Running around the battlefield with various weapons (the main characters have options) and pulling off combos, while repetitive, is a lot of fun and more especially so because the main swath of characters the player fights are easily felled and fly away when struck like rag-dolls. When human-like bosses are the target, they will often pull off combos and then have a moment of weakness. Taking advantage of that weakness will allow the player to pull off a special attack for extra damage. As the player fights, pick-ups and combos will lead to special finishing moves that clear huge crowds and bosses alike. If you like the basic play of Dynasty Warriors games, Hyrule Warriors will feel like second nature.
The game does have its own quarks that differentiate it from DW beyond the look of the game, however slight. The first change is the addition of items that the player finds that will help he or she access more of the map and fight big bosses. Secondly and most apparently, Hyrule Warriors includes huge boss monsters that attempt to bring some of Zelda’s classic boss fights into the fray. The result is mostly bad. Hitting a boss with normal attacks is nearly useless and will make the bar whittle down by almost nothing. What the player needs to do is wait until the boss’ weakness is revealed and then exploit it with an item on-hand. Unfortunately for the player, those exploited weak points seem to happen randomly. Sometimes one will get two in a row and other times a player will lose the battle simply because the main base fell while one was waiting for the right moment to strike. That may sound miniscule but failing a mission because the boss AI will not pull off a move is infuriating. These big bosses can be boring too as you’ll dance around them waiting for an opening when hurtling hundreds of foes in the air is far more fun.
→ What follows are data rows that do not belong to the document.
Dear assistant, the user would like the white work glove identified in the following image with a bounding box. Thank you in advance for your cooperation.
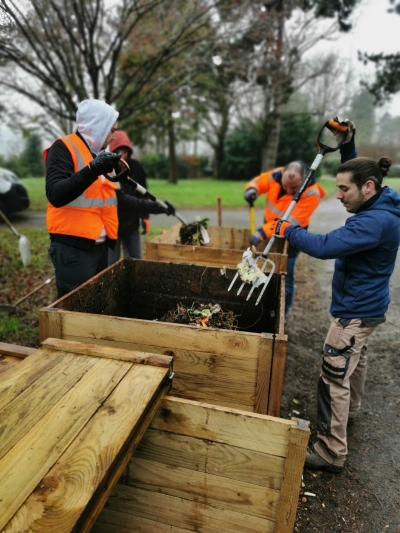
[329,117,356,144]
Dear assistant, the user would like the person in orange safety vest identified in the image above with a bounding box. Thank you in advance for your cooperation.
[43,99,175,298]
[244,121,357,316]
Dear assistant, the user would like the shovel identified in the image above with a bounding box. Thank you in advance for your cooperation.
[228,120,348,305]
[0,211,31,266]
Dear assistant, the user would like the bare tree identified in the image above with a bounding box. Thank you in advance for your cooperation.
[0,0,213,131]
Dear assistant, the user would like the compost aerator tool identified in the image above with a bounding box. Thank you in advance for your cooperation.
[228,120,348,305]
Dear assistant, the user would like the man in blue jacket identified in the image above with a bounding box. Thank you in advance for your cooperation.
[270,157,400,472]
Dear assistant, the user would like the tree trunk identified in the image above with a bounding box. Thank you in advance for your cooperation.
[214,106,229,179]
[168,114,178,183]
[261,102,281,172]
[261,0,285,172]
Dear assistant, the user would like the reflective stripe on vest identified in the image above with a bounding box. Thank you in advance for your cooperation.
[265,200,300,226]
[64,137,112,208]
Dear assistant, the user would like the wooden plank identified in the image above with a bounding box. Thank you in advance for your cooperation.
[59,310,260,359]
[171,370,255,411]
[275,420,310,533]
[0,356,129,528]
[0,349,72,410]
[277,274,286,336]
[267,335,287,417]
[94,484,274,533]
[150,396,294,457]
[39,307,62,342]
[0,342,36,359]
[91,508,190,533]
[0,355,17,374]
[0,354,97,458]
[133,428,285,489]
[4,364,168,533]
[41,337,172,368]
[124,457,280,520]
[254,335,272,414]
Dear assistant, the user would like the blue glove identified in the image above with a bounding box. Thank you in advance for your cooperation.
[244,187,258,205]
[249,228,266,246]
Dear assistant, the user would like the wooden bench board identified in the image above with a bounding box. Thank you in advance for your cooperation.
[0,340,171,533]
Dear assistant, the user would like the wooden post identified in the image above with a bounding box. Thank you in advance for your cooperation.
[274,419,310,533]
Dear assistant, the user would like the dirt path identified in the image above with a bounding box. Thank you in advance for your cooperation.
[281,199,400,533]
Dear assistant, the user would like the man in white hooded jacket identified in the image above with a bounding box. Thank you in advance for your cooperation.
[43,99,174,298]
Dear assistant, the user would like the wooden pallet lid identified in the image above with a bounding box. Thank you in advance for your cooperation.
[0,339,172,533]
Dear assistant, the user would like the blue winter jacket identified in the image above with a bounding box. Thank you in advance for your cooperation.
[285,187,400,318]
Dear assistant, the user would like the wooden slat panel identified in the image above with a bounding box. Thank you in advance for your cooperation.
[0,355,130,528]
[95,484,274,533]
[275,420,310,533]
[267,335,287,417]
[151,396,294,457]
[6,365,168,533]
[0,355,17,374]
[171,367,255,412]
[41,337,172,368]
[254,335,272,415]
[0,342,36,359]
[90,508,190,533]
[59,311,260,359]
[0,353,97,458]
[0,350,72,410]
[126,457,279,520]
[132,428,285,489]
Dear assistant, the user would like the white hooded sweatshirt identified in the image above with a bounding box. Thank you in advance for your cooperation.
[76,99,119,243]
[76,99,119,155]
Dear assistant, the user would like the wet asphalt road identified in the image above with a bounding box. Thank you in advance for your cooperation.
[0,197,348,233]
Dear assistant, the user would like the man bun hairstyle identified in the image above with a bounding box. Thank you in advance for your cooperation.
[337,157,392,191]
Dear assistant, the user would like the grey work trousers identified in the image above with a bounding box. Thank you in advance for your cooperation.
[314,317,384,466]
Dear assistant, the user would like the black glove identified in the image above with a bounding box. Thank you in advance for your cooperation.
[244,187,257,205]
[89,151,121,176]
[249,228,266,246]
[328,117,356,144]
[164,200,175,216]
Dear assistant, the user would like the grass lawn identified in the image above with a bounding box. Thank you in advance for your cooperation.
[22,172,400,211]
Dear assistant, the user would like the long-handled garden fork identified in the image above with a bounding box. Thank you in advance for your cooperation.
[228,120,348,305]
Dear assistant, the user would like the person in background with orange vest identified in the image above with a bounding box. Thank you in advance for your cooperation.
[43,99,175,298]
[244,119,357,316]
[108,130,150,265]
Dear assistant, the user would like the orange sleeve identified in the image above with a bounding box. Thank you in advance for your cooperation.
[290,185,325,228]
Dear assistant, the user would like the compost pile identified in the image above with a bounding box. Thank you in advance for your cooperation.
[161,302,240,329]
[179,218,209,246]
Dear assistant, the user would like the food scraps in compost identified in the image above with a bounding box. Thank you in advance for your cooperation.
[160,302,240,329]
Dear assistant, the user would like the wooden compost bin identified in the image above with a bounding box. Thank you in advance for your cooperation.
[0,338,172,533]
[39,259,287,416]
[146,224,288,272]
[91,396,309,533]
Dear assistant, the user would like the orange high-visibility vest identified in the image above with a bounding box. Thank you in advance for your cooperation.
[245,167,325,231]
[43,133,118,241]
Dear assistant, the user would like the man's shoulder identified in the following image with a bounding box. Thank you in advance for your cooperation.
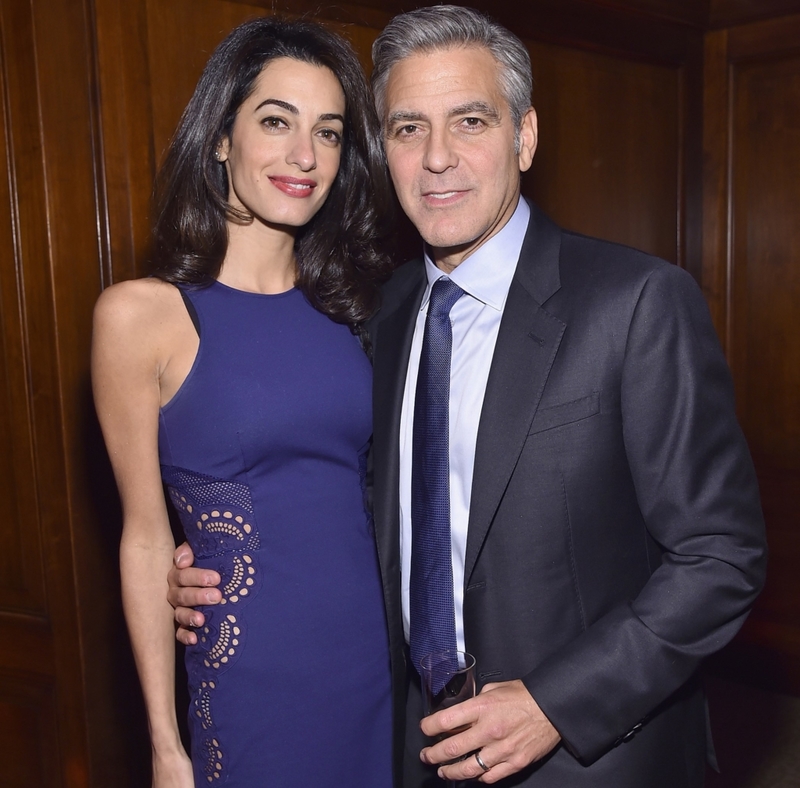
[378,257,425,316]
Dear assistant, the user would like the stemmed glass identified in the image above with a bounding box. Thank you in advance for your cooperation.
[420,651,475,788]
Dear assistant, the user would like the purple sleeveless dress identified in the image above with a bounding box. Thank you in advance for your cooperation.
[159,282,391,788]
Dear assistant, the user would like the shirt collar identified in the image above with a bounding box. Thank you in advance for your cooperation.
[421,197,531,312]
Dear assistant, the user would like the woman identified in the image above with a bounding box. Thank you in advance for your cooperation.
[93,18,391,788]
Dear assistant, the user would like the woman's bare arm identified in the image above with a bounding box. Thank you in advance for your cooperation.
[92,280,196,788]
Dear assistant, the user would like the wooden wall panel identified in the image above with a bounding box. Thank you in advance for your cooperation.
[705,16,800,692]
[0,7,44,616]
[0,671,61,788]
[525,42,682,262]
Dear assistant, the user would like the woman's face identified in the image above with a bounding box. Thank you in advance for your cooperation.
[219,57,345,227]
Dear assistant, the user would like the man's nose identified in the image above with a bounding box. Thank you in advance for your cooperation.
[422,129,458,172]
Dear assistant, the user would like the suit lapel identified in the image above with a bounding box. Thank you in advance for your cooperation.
[464,205,566,585]
[373,264,425,600]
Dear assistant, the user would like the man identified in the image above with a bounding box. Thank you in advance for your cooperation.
[170,6,765,788]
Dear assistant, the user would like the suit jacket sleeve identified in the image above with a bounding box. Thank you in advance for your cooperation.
[523,266,766,761]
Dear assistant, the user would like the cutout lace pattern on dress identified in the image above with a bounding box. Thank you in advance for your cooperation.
[161,465,260,783]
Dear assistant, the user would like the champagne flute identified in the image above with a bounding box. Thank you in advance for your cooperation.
[420,651,475,788]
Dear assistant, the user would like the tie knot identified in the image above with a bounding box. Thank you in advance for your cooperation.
[428,277,464,318]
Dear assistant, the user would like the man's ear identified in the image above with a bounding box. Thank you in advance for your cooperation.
[518,107,539,172]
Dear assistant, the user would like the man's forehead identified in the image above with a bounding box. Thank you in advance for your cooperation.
[386,46,505,115]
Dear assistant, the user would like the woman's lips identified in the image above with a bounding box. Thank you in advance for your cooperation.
[269,175,317,199]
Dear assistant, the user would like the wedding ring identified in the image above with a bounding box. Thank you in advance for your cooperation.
[475,752,492,774]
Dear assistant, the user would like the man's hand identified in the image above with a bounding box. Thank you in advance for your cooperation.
[420,681,561,783]
[167,542,222,646]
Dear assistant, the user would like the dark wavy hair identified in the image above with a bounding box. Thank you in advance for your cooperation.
[150,17,393,326]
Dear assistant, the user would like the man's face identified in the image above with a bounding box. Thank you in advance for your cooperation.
[384,46,536,271]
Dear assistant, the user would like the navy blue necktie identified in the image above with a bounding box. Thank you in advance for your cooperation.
[409,278,464,670]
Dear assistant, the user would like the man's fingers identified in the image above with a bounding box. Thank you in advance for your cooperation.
[175,627,197,646]
[167,585,222,608]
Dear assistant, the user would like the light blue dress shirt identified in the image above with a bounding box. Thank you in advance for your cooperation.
[400,199,530,651]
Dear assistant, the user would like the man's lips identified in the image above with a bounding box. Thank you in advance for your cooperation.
[422,189,468,205]
[269,175,317,198]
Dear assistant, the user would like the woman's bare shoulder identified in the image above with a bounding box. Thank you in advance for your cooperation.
[94,278,182,330]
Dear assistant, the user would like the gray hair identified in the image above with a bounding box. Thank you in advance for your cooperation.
[372,5,533,147]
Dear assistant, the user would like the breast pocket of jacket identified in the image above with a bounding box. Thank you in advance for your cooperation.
[528,391,600,435]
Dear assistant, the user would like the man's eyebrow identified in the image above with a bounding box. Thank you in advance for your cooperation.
[448,101,500,121]
[386,109,423,125]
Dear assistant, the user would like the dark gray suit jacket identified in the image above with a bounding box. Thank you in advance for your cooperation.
[372,200,766,788]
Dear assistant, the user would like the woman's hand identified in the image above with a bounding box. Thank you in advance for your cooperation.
[153,749,194,788]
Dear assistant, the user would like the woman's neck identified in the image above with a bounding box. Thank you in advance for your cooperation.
[217,220,297,294]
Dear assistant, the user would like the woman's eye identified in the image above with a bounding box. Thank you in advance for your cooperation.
[261,118,286,129]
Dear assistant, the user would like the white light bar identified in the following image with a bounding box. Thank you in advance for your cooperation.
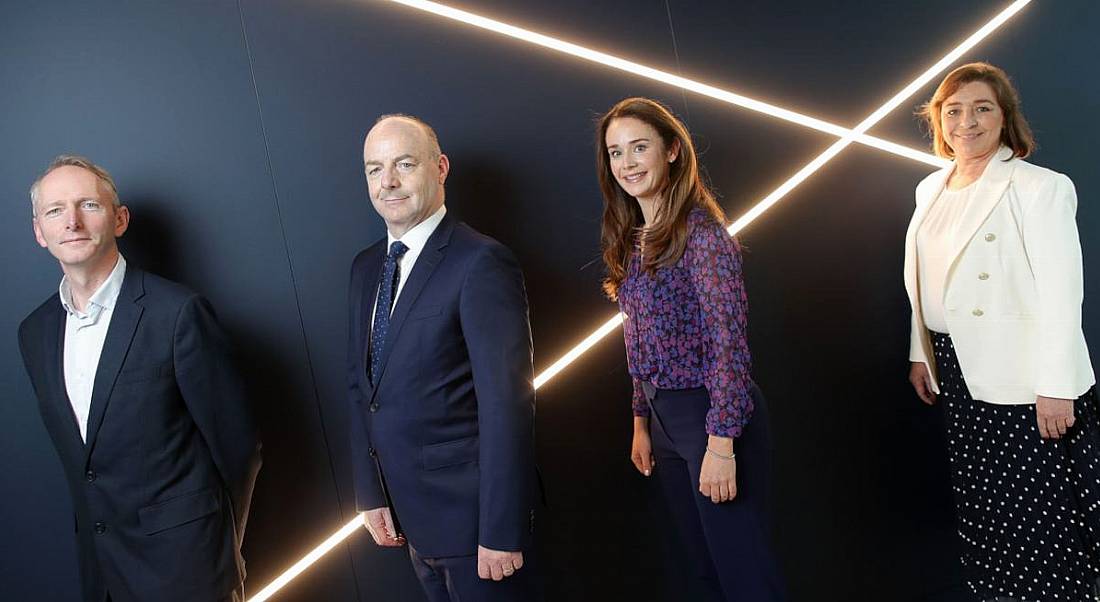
[249,514,363,602]
[388,0,946,167]
[249,0,1032,602]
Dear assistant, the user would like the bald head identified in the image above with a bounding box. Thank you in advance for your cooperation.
[363,114,450,238]
[367,113,443,156]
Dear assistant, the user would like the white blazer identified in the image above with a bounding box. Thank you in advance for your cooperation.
[904,147,1096,404]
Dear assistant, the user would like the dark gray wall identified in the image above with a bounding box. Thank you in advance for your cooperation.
[0,0,1100,602]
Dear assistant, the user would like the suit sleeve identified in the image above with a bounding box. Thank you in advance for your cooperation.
[347,255,389,512]
[459,244,535,551]
[1023,174,1092,399]
[173,295,261,536]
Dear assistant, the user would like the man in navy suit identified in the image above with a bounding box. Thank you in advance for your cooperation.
[348,116,539,602]
[19,156,260,602]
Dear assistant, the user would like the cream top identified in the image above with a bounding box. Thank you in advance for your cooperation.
[916,180,977,335]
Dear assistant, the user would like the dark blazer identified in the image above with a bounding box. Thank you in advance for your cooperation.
[348,214,536,558]
[19,266,260,602]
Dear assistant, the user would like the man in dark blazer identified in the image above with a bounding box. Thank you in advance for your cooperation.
[19,156,260,602]
[348,116,539,602]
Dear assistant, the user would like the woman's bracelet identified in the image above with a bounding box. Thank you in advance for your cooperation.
[706,447,737,460]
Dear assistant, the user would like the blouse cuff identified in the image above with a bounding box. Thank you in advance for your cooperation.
[630,379,649,417]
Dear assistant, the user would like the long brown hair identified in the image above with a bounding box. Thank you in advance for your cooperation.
[916,63,1035,158]
[596,98,726,300]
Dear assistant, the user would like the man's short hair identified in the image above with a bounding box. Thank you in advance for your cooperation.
[374,113,443,161]
[31,155,121,216]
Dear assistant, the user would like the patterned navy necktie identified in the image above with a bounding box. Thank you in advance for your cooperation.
[370,240,409,385]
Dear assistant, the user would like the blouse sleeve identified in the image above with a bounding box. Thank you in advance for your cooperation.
[619,303,649,416]
[686,219,752,438]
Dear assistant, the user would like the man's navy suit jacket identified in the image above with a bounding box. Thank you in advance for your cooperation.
[348,214,537,558]
[19,266,260,602]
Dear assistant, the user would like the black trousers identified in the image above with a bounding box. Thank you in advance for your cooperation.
[409,544,542,602]
[649,385,787,602]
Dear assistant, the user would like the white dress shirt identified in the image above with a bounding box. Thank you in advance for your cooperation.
[58,255,127,441]
[916,180,977,335]
[371,205,447,324]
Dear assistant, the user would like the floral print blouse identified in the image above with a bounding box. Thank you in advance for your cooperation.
[618,209,752,438]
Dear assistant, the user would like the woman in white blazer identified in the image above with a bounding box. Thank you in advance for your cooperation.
[904,63,1100,602]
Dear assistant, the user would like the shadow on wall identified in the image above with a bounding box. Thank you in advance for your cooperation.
[119,200,343,588]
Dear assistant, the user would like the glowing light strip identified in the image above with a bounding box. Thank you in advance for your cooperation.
[249,514,364,602]
[388,0,947,167]
[535,314,624,391]
[729,0,1032,234]
[249,0,1032,602]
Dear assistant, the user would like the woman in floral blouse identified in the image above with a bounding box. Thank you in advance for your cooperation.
[596,98,785,602]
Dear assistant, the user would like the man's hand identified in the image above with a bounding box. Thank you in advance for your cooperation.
[361,506,405,548]
[1035,395,1075,439]
[909,362,936,405]
[477,546,524,581]
[699,435,737,504]
[630,416,657,477]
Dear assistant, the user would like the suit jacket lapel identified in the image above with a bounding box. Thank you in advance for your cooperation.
[85,267,145,461]
[40,302,84,453]
[947,146,1019,281]
[378,214,454,389]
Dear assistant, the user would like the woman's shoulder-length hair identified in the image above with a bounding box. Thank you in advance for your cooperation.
[916,63,1035,158]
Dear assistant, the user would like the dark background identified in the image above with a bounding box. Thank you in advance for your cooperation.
[0,0,1100,602]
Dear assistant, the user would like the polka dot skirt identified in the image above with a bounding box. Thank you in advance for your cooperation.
[931,332,1100,602]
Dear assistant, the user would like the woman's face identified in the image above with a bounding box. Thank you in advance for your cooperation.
[939,81,1004,161]
[604,117,680,201]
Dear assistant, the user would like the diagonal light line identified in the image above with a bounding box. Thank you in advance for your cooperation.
[532,0,1032,393]
[380,0,946,167]
[249,0,1032,602]
[249,514,363,602]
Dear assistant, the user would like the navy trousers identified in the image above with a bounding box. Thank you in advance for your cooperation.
[649,385,787,602]
[409,545,542,602]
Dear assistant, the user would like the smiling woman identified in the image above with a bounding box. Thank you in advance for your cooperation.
[905,63,1100,602]
[596,98,785,602]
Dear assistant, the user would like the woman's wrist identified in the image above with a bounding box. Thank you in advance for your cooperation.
[706,435,734,458]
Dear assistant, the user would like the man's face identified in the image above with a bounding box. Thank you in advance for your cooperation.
[33,165,130,270]
[363,118,450,238]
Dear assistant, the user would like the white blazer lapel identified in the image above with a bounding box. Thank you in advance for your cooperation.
[903,164,955,309]
[947,146,1020,281]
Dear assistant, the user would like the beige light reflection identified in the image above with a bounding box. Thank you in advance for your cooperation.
[249,0,1032,602]
[388,0,946,167]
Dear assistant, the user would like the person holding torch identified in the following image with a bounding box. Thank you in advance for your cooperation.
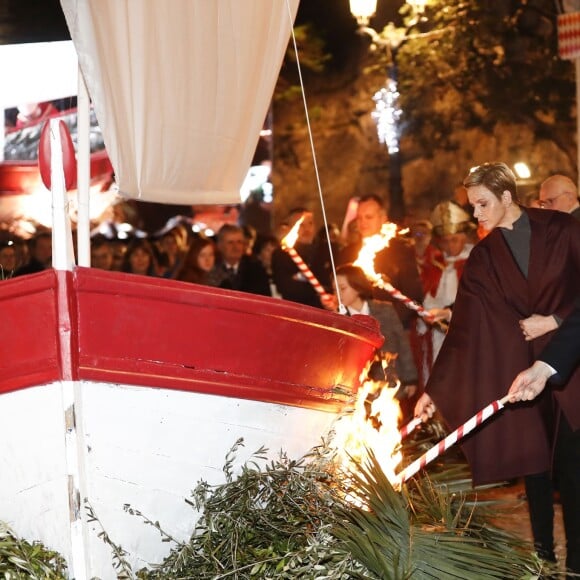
[415,162,580,572]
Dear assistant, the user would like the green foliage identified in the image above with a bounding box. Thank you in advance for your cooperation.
[376,0,575,156]
[128,432,543,580]
[0,522,67,580]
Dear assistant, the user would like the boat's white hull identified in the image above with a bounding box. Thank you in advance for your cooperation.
[0,381,335,580]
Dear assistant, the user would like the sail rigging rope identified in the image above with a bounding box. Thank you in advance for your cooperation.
[286,0,347,314]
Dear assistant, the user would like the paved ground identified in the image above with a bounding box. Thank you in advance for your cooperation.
[485,481,566,568]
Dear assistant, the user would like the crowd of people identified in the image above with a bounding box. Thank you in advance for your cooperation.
[0,163,580,573]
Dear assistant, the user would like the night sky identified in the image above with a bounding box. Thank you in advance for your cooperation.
[0,0,403,65]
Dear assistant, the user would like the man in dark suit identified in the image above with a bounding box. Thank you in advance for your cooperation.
[538,174,580,220]
[338,194,424,329]
[508,307,580,403]
[212,224,272,296]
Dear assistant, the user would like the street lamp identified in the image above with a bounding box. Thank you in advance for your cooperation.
[350,0,427,222]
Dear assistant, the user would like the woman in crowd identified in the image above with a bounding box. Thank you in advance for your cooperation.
[415,163,580,573]
[176,236,219,286]
[121,238,158,276]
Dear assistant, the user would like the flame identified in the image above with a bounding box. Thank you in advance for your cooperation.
[353,223,397,284]
[333,362,403,488]
[280,216,304,248]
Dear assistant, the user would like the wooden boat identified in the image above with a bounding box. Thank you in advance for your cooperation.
[0,0,382,580]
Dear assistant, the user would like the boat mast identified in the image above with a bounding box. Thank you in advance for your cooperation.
[77,66,91,267]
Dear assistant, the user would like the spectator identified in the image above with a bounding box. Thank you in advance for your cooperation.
[538,175,580,220]
[211,224,270,296]
[91,235,113,271]
[176,235,219,286]
[158,229,183,278]
[121,238,157,276]
[338,195,423,329]
[409,220,442,275]
[254,234,282,298]
[417,201,475,386]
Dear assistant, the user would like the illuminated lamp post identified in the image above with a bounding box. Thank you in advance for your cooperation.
[350,0,427,222]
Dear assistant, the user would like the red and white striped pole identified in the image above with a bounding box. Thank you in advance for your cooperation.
[373,278,447,331]
[280,216,333,305]
[282,245,332,302]
[397,395,509,484]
Outside of battle is the bazaar, a place where weapons and “badges” can be upgraded with items found in battle. Badges upgrade character skills and make them both hit harder and take more damage, among other perks. Improving upon weapons involves a weapon merging system that improves upon one weapon and adding skills by sacrificing another weapon with those desired skills. Getting the best weapons and badges in the game is something that will take players hours upon hours and, if the repetitive but somewhat addictive gameplay appeals to one, it presents a real challenge to grinders and completionists alike.
Adventure Mode presents another challenge to players bold enough to explore it. It involves a gigantic map that mirrors that of the original Zelda game for NES. Each tile of the map has battle challenges, secrets to find, and rewards for those who can earn A rankings on those challenges. This mode, though timid and nostalgic in appearance, is an undertaking of mastery to complete. While Adventure Mode rewards those who play it with the best weapons, powerups, and items in the game, it requires hours upon hours to reach.
There is a lot more I could (and even should) talk about with Hyrule Warriors, but only so much to squeeze in here. Hyrule’s characters have never looked better. The music of this game includes remixed and amped up versions of Zelda themes, for both better and worse. It reminds fans of the Zelda franchise, but feels more like a sampling of those worlds rather than a full-on tribute. Downloadable content may add to this, and much is planned so we will see. Despite the care taken to honor the Zelda series, Hyrule Warriors feels closer to fan fiction, an odd world where Link said no to puzzle adventuring and yes to high-octane hack-and-slash. Yes, it is cool to play as different characters in the franchise for the first time, including the evil ones. Yes, the game is an awe to behold but repetitive and sometimes frustrating. Yes, it is an okay game. However, Hyrule Warriors is a curiosity, a game that Dynasty Warriors fans will love but Zelda fans may have a hard time even getting into.